A "sneak law" attachment to a "must-pass" bill gives sacred Native American land to a foreign mining company. How did this happen?
Do you remember that "Citibank budget," where a budget bill to avert an imminent government shutdown suddenly had in it a Citibank-written provision deregulating certain risky financial trades? If Congress voted against the budget, the government would shut down, so Citibank got its way? This is how "sneak laws" get through. Usually We the People don't get a chance to learn about them in time to do something about it, and this was one example.
Another example of this happened in last year's National Defense Authorization Act for Fiscal Year 2015. On page 1,103 of the 1,648-page bill is a provision giving more than 2400 acres of land in Arizona's Tonto National Forest to Resolution Copper, which is part of London-based Rio Tinto and Melbourn-based BHP Billiton, giant mining companies. This was done by Arizona Republican Senators John McCain and Jeff Flake and Arizona Republican Rep. Paul Gosar.
The area is known as Oak Flat and is land that is sacred to the San Carlos Apache Tribe and Yavapai-Apache Nation. They compare it to the sacredness of Mt. Sinai in other religions. In 1886, the federal government removed the tribes and expropriated the land.

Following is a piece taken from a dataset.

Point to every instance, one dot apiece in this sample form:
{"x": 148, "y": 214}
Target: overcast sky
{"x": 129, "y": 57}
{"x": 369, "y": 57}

Sacred Land Given To A Foreign Corporation In A Sneak Law
America of course has a long and disgraceful history of stealing land from Native Americans – to say the least. But this is the first time that sacred Native American land has been stolen to give to a foreign corporation.
However, this land transfer is unusual even before you consider that the beneficiary is a foreign corporation. This land has been given special protection since at least 1955. Even President Richard Nixon protected it, which is saying something. Five times Arizona Republicans have tried and failed to give this land to this company. Only by sneaking it into this must-pass bill did they succeed.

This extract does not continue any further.